António Gentil Martins, Expresso, 3
de Maio de 2016
Ex-presidente da Ordem dos Médicos diz que está em
causa levar o médico a violar o Código Ético, matando um doente a seu pedido
Foi publicado no Expresso por 112 cidadãos um
manifesto em defesa da despenalização da «morte assistida». O documento está
inteligentemente elaborado no sentido de obter a resposta desejada, já que
todos defendem a liberdade e ninguém gosta do sofrimento, seja ele físico ou
moral e espiritual. Mas o documento é claramente vago, não propondo fronteiras
definidas.
Procurar camuflar, ou simplesmente disfarçar, o
suicídio, usando a palavra dignidade, é sofismar a realidade e procurar dar-lhe
um tom simpático e apelativo, A morte clinicamente assistida não é mais do que
verdadeira eutanásia.
Começam a sua proposta referindo o respeito pela
Constituição ao definir os direitos individuais, mas omitindo o artigo 24.º,
que textualmente afirma, no seu ponto 2, que «a vida humana é inviolável» e o
artigo 25.º que reafirma que «a integridade moral e física é inviolável».

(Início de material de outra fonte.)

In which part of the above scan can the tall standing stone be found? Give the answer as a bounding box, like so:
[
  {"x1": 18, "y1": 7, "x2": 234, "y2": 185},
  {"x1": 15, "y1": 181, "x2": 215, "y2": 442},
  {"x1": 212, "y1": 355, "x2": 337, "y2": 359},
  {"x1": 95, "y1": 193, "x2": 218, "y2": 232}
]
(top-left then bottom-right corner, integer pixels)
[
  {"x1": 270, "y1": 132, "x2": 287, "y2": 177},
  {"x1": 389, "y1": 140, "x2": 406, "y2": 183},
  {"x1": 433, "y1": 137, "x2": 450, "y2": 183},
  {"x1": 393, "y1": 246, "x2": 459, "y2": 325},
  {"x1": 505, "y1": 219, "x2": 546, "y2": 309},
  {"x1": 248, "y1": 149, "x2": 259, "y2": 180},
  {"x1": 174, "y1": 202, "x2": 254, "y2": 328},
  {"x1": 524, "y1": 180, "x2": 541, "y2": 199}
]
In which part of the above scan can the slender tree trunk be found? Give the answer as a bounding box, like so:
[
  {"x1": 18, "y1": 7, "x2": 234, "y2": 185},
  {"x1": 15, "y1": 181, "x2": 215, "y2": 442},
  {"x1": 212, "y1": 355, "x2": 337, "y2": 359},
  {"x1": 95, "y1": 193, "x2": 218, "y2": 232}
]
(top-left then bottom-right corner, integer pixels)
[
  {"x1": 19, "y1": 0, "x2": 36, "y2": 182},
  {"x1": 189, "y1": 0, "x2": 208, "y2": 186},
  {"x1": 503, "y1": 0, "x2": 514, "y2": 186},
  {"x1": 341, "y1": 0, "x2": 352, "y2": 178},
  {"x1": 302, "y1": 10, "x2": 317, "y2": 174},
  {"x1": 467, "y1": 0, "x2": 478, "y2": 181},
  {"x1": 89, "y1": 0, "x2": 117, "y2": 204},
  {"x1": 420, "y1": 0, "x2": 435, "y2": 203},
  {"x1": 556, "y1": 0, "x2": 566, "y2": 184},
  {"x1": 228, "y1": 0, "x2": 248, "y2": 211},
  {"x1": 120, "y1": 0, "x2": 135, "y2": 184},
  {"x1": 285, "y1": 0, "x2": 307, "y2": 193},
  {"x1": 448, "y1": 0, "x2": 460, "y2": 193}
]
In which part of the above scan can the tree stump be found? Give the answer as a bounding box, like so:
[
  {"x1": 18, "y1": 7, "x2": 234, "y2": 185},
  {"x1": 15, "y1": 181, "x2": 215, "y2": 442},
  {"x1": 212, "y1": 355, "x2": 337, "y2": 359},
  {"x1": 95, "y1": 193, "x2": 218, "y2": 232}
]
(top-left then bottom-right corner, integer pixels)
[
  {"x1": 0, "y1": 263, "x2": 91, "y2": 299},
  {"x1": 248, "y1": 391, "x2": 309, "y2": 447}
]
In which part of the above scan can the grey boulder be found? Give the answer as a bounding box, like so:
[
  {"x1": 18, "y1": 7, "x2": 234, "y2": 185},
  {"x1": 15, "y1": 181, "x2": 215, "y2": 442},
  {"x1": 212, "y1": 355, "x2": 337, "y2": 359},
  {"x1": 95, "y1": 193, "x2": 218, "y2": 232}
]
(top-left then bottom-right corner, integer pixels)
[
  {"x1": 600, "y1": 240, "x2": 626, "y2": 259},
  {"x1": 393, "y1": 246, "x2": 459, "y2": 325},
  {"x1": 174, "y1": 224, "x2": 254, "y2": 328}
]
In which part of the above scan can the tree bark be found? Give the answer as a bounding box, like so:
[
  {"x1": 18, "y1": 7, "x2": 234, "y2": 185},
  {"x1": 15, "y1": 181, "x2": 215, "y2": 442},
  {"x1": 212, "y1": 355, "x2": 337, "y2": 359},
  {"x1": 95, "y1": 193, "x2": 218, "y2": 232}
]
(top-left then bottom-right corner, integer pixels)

Aliás, referem surpreendentemente bem, que «o direito à vida faz parte do
património ético da humanidade»...
É evidente que ninguém defende a obstinação
terapêutica e não se pode esquecer que o dever do médico é lutar pelos interesses
do doente e pela sua saúde física e mental do início da vida até ao seu fim
natural, que todos sabem ser inelutável.
Há um direito que sobreleva todos,
independentemente de conceitos políticos, religiosos ou quaisquer outros, e
esse é o direito à vida, pois sem ela nenhum direito existe, nem mesmo a
liberdade. Só ela é um direito absoluto e por isso mesmo inviolável, seja qual
seja a roupagem com que a cubram.
A liberdade, nomeadamente a individual, de enorme e
de indiscutível valor, não é absoluta, como todos bem sabem, até porque termina
se interferir com a liberdade dos outros, e até permite a existência de leis
que procuram proteger as pessoas de si próprias (como é, por exemplo, o caso
dos «cintos de segurança» nos automóveis ou os «capacetes» nos ciclistas).
É um facto que os cuidados paliativos, sendo uma
obrigação, procurando aliviar o sofrimento, não estão indicados apenas na fase
terminal da vida e não são solução para todos os casos, embora indispensáveis.
O Testamento Vital veio definir a vontade do doente e que deve ser respeitada,
mas não ao ponto de o médico lhe tirar vida. Isso um verdadeiro médico nunca
aceitará. E, se a sociedade assim o decidir, o que sinceramente esperamos não
aconteça, terá de procurar um carrasco que ajude ao suicídio.
A palavra eutanásia significa boa morte, mas a
palavra dignidade significa honra e aqui será erradamente utilizada, embora
apelativa para o fim em vista: obter o «sim» à proposta. Mas é difícil entender
o que é para alguns o significado da palavra honra, depois de terem feito um
juramento, que, no caso dos médicos, é o Juramento de Hipócrates.
As questões da vida e da morte ultrapassam o leque
partidário, e não dependem de conceitos religiosos ou políticos, mas ajudam a
definir que tipo de sociedade desejamos.
O que está verdadeiramente em causa é procurar
levar legalmente o médico a violar o seu Código Ético, matando um doente a seu
pedido, ou ajudando-o a suicidar-se.